Dalam pengertian dan perasaan yang berlaku umum, ketentuan-ketentuan
dibuat untuk menegakkan "KEADILAN", khususnya melindungi kelompok lemah,
minoritas dari perlakuan semena-mena dari pihak yang lebih kuat dan
mayoritas! Tapi nampaknya dinegeri ini TERBALIK, justru kelompok ISLAM,
yang jelas sudah lebih KUAT dan MAYORITAS yang selalu MERASA
diperlakukan tidak adil, selalu dikucilkan dan merasa dilecehkan, ...

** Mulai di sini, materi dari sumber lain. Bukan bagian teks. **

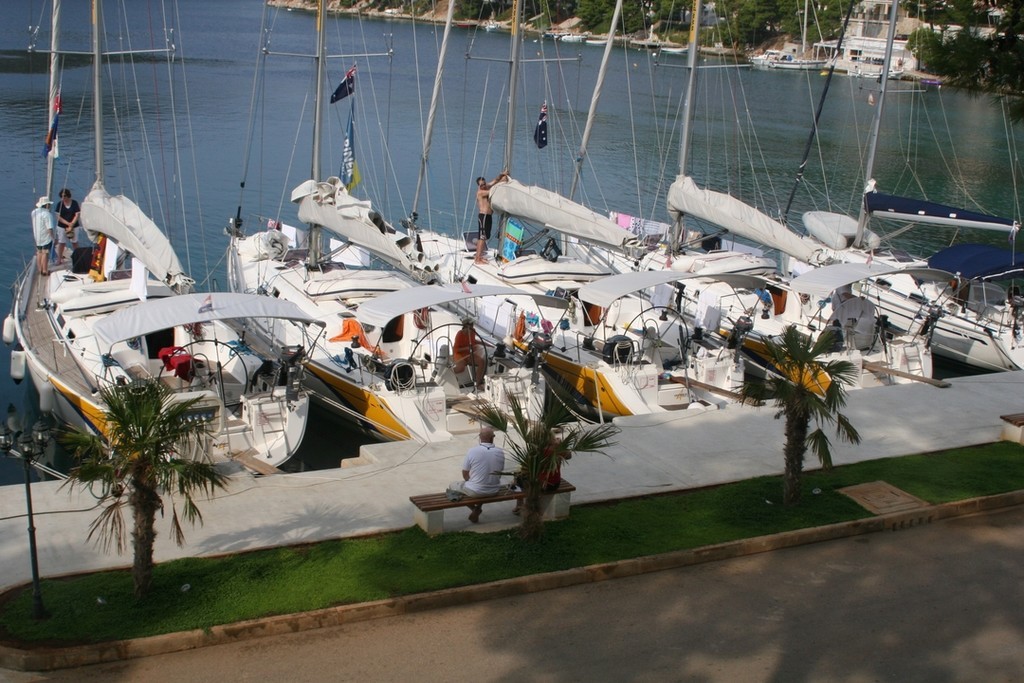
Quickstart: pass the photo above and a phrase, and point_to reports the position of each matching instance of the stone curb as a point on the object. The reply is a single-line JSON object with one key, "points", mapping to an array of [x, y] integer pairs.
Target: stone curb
{"points": [[46, 658]]}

akhirnya kelompok ISLAM, atau yang menamakan diri ISLAM itulah menjadi
PELAKU semena-mena menindas kelompok LEMAH dan MINORITAS! Aneh, tapi
inilah KENYATAAN yang TERJADI NYATA dan menjadi TANTANGAN BERAT untuk
diluruskan BANGSA ini! Menjadi lebih ANEH dan sangat KONYOL, justru
HUKUM dinegara ini bisa MEMBENARKAN dan MENANGKAN pengertian dan
perasaan yang TERBALIK itu! Yang justru TIDAK ADIL dan semena-mena!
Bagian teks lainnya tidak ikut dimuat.